Here is a quick video of the tank which will give you an idea of the plant amount.

WDYT?


----------



## Siege (14 Aug 2018)

The high nitrate and phosphate doesn’t cause algae in a planted tank. Everyone thought it did 20 odd years ago though.
Your plants actually need it. Especially as you are using full co2.

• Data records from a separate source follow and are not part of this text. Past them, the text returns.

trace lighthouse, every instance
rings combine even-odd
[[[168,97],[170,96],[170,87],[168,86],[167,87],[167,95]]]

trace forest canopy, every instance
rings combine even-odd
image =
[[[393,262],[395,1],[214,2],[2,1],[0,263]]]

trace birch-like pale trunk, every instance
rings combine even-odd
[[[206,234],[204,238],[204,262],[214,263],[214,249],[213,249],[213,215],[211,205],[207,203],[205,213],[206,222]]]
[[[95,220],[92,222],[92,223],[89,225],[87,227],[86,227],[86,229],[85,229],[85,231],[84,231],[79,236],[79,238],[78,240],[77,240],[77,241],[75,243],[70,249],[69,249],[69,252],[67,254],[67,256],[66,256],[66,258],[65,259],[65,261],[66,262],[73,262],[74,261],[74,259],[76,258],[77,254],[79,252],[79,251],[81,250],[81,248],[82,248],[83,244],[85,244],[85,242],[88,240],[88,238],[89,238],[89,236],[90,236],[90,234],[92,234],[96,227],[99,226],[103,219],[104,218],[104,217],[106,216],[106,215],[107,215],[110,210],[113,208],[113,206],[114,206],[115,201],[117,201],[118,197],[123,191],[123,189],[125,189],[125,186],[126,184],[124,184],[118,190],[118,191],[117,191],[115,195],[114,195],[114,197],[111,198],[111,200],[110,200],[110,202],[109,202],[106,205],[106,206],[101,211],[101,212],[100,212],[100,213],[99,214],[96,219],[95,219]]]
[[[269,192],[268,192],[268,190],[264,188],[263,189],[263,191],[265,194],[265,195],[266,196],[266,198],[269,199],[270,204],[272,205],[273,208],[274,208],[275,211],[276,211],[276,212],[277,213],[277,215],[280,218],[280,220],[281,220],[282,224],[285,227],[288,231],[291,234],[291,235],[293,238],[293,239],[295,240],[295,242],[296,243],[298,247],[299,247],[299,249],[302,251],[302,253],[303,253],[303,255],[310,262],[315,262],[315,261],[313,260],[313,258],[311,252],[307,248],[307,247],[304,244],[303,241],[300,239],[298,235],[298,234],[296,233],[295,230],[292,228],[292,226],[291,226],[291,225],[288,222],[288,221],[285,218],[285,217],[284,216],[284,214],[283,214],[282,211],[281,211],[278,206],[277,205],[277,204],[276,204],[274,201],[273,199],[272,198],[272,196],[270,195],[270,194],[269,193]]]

Either stick with the Tropica specialised or change to diy ferts and follow the EI method (will be LOTS cheaper). check out the calculator on TNC website. 
If your water is hard ignore the gh booster and Instead add some magnesium to be on the safe side. Buy the dry salts from there to make your own. I think I spent well less than £50 and have enough to last me a lifetime!


----------



## SDIESEL77 (14 Aug 2018)

It's not so much a question of cost but more something easy to use without having to calculate or dose different products at different times


----------



## PAYN3Y (15 Aug 2018)

I just went with ‘The Aquascaper - Complete Liquid Plant Food’. Expensive at £13ish for 500ml but I’m dosing 10ml a day so I don’t think it’s too bad considering the ease.


----------



## alto (15 Aug 2018)

Good choice 

I like Tropica as I can choose more trace (very soft tap water) & some macro (Specialized includes both of course) & locally available 

It’s up to you, both methods ie lean fertilizer dosing (ADA ) and excess fertilizer dosing (EI method) work fine
I suspect most commercial fertilizers fall somewhere in between
I also like Seachem’s Aqua Vitro line 

In a lightly planted tank - you’ve a good amount of unplanted area AND not too many fast growing plants - I’d follow a light fertilizer regime ... it doesn’t need more

As plants grow in, increase dose (or not) as needed


----------



## SDIESEL77 (15 Aug 2018)

alto said:


> Good choice
> 
> I like Tropica as I can choose more trace (very soft tap water) & some macro (Specialized includes both of course) & locally available
> 
> ...


Not sure to fully understand.
Do you use Tropica premium?
And is it the one you'd recommend according to my tank?


----------



## alto (15 Aug 2018)

I use both Tropica Premium (trace or micronutrients) & Specialised (N & P + trace)
Dose of each depends upon tank & plants 

 As you’ve bought the Aquscaper fertilizer, carry on with that


----------



## SDIESEL77 (15 Aug 2018)

alto said:


> ...
> As you’ve bought the Aquscaper fertilizer, carry on with that



Actually at the moment I use only Tropica Plant Growth


----------



## PARAGUAY (15 Aug 2018)

Tropica Specilised is for high tech Premium for low tech no CO2 The Aquascaper  can be adjusted to dose any and daily that might be your best bet


----------